Sadhus A Go-Go!

Posted on December 14, 2010


Sadhus at Pashupati Temple

In the Pilgrimage to Pashupatinath post I promised to post pictures of sadhus (Hindu holy men) that we saw at the temple. Here they are. These fellows were hanging out at the shrines on the banks of the Bagmati River, but you see sadhus at many a holy site all throughout Nepal. The sadhu lifestyle, as it were, adheres to strict rules: They have to renounce all worldly possessions, never marry, stay abstinent, travel to holy places to meditate, and never work for money or food, except to beg for both.

I’ve never sat down and talked with a sadhu, but I imagine the decision to become one is an intensely personal one. But lifestyle restrictions aside, it seems to me that these emaciated holy folk don’t go without a sense of pragmatism or humor.

For example, this particular trio at Pashupati really hammed it up for tourists. And because Pashupati attracts a lot of Westerners, I guess the location serves as a two-birds-with-one-stone situation for sadhus. It’s a very holy site, so it’s an ideal place to meditate, and it’s teeming with tourists, so it’s a cash cow for begging.

Sadhus have picked up on fact that tourists looooove taking their photos, and it’s become a permanent part of their begging routine. If they sit in a conspicuous area and simply wait, a tourist will come wandering by in their sun hat and fanny pack and inevitably want to take their photo. There’s nothing against posing for photos in the sadhu lifestyle guidelines. So they ask for a fee, pose, and click!—Sadhu’s gonna eat today.

sadhu at Pashupati

Penny for your thoughts? Rupee for your picture.

And let me tell you, many are not shy about asking for more money. That’s why as a Westerner, you have to know the drill too.

When I had Taylor take these sadhu photos, I first approached the holy men with my polite Western girl smile and asked, “May we take your photo?” It’s only right to ask for permission first. The guy who seemed to be the leader of the pack immediately struck a pose and Taylor clicked away. After a few shots, I approached the leader with a 20 rupee bill.

The leader said, “50 rupees, 50 rupees.” But instead of giving him more money, I kept smiling my polite Western girl smile and said, “Thank you.” Then Taylor and I walked away.

There’s no set fee for donations, is there? I think it’s perfectly morally sound to give what you consider a fair fee, even if they ask for more. And when a sadhu is pushy (which can happen), it really ruins the spirit of giving.

A similar thing happened to Taylor’s father on his recent two-day visit.
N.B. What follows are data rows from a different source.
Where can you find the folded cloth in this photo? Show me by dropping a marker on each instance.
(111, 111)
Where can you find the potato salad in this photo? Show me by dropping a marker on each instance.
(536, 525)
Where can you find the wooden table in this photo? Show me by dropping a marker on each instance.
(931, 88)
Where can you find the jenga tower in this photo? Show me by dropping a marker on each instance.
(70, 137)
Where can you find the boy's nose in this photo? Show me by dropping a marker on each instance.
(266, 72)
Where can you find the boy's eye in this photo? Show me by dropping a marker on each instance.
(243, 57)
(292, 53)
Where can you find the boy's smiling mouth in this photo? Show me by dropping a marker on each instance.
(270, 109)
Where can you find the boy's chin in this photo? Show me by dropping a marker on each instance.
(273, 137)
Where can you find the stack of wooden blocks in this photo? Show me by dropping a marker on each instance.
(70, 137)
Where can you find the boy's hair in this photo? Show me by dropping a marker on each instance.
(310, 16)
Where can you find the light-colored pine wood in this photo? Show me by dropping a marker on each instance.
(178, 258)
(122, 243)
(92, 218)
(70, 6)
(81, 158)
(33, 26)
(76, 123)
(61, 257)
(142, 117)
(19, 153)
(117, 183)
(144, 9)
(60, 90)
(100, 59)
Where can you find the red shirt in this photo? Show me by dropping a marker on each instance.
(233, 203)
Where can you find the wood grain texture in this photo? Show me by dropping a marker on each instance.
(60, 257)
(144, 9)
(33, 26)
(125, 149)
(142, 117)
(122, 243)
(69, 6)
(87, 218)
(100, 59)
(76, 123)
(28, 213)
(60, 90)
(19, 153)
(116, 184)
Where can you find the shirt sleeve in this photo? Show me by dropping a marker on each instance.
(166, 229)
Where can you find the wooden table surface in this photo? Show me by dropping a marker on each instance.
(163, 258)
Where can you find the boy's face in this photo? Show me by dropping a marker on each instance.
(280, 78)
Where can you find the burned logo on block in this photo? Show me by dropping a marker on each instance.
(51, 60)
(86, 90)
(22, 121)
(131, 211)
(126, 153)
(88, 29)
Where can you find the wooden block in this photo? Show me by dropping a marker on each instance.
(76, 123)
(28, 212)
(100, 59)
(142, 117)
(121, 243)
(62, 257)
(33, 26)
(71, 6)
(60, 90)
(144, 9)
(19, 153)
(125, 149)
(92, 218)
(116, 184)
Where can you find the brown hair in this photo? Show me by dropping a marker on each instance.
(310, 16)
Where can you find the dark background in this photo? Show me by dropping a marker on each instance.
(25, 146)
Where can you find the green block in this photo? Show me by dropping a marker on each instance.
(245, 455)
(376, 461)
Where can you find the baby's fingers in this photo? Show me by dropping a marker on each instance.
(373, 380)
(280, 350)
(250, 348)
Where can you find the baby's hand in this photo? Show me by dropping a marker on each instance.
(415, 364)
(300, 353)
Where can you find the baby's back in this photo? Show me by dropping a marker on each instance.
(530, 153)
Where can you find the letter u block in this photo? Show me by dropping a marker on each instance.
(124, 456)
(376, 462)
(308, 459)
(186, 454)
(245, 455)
We were wandering around Durbar Square when a friendly sadhu in robes approached him. The sadhu smiled and gave him a blessing with some special oils, and Taylor’s father obligingly accepted, probably thinking to himself, “What a nice man.” Then the sadhu asked him to pay for the blessing.

Luckily, Taylor’s dad has a robust sense of humor, and he laughed out loud, saying, “Oh, he really got me!” We gave the sadhu 20 rupees and thankfully he didn’t ask us for more. He did recommend I receive a blessing as well, but I told him no thanks and we scurried away. Later on, someone in Durbar Square pointed at the very same sadhu and told us not to give him money, because he was a fake. Good advice too late.

Nepal is a wonderfully mystical place where itinerant holy men are a not just a romantic part of a bygone era but an actual fact of life. But dang, do they know how to run some game. Begging is their business, and they’re good at it. So when you’re in the country, beware of—and be merry with—the sadhus!